It’s no secret that going offshore for software development is an involved decision for project owners in the U.S. If you don’t have prior experience working with development talent from offshore locations, it can be a challenge to build a productive working model for your development needs. This is where most U.S. business owners struggle when going offshore: their inexperience with - and the resulting difficulty in - managing the resource.
Let us assume for a moment that the resource management variable is eliminated; what else would influence a business owner’s decision to seek offshore developers? The two key factors that most consider are cost effectiveness and the value offered in terms of the quality of development services.
The global transference of new technologies has become faster than ever before. New development technologies, just like any other new trend, are embraced and implemented at the same pace in offshore destinations as they are here in the U.S. The rapid adoption rate leaves a considerably smaller gap in the development stacks of offshore developers and their American counterparts.
Since cost effectiveness plays a significant role when hiring for a project in the early stages of development, many find it compelling that offshore resources reduce costs to such a degree. A developer hired offshore can save up to 30 percent versus the salary of an on-site developer. Annual salaries for senior UI/UX engineers range from $115K – $135K in startup hubs like San Francisco. For Midwest states, the range can be $70K – $110K annually.

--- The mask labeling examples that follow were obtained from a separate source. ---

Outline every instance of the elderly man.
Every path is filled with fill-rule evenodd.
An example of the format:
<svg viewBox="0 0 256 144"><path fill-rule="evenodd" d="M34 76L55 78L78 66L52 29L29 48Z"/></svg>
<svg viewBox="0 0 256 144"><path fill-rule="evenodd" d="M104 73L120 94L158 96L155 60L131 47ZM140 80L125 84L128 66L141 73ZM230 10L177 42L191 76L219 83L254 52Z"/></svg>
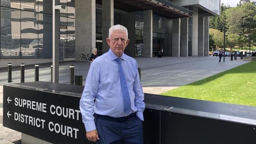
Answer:
<svg viewBox="0 0 256 144"><path fill-rule="evenodd" d="M110 28L110 48L93 61L86 78L80 109L87 138L98 144L143 144L144 94L137 63L124 53L128 37L124 26Z"/></svg>

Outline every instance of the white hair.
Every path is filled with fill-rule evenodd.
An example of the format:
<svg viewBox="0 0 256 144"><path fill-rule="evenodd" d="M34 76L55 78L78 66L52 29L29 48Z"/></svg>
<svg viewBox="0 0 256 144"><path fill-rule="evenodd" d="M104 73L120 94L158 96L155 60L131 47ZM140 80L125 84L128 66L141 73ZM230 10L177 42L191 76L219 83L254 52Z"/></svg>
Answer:
<svg viewBox="0 0 256 144"><path fill-rule="evenodd" d="M112 32L115 30L121 30L122 31L124 31L126 35L126 39L128 39L128 31L127 31L127 29L122 25L120 24L117 24L116 25L114 25L109 28L108 33L108 37L110 38L112 34Z"/></svg>

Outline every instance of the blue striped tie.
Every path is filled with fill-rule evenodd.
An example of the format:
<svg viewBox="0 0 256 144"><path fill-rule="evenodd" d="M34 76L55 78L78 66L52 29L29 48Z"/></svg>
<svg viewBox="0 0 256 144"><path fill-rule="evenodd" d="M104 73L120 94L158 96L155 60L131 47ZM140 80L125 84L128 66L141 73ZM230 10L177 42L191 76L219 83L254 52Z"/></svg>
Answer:
<svg viewBox="0 0 256 144"><path fill-rule="evenodd" d="M119 69L119 75L120 76L120 82L121 82L121 87L122 92L122 97L124 100L124 111L127 113L129 114L131 111L131 101L130 96L129 94L129 91L127 87L127 84L126 83L125 76L121 65L122 59L118 58L115 59L118 63L118 68Z"/></svg>

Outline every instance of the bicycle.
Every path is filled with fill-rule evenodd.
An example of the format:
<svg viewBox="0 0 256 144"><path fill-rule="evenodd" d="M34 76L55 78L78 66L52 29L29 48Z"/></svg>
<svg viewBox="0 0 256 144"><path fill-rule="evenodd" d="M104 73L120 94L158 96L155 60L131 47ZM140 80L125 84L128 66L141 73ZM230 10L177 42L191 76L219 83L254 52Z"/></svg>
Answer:
<svg viewBox="0 0 256 144"><path fill-rule="evenodd" d="M90 58L91 56L89 56L89 54L87 54L87 55L85 55L83 54L82 54L79 57L79 60L80 62L86 61L89 62L90 61Z"/></svg>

On top of that, the fact that technical talent prefers working in tech hubs like Silicon Valley can make it difficult to fill open positions in states where the IT industry is less robust.
A similar resource when hired offshore, costs roughly $40K – $60K annually, and this even includes all of the infrastructure and management costs of the offshore location. With the increasingly small gap in the skill-sets of offshore developers, the cost-value proposition becomes quite attractive.
There’s quite a difference between a good offshore partner and a great one. What level of onshore support is provided? What are you safeguards from a legal perspective? How much transparency is there to the actual work being completed? Do you have a direct line of communication with the developer? Ultimately, how effectively does your offshore partner align themselves with your business as a true partner?
At the end of the day, it’s about carefully choosing and partnering with the right offshore provider to optimize your cost-value ratio and increase productivity for your software development projects.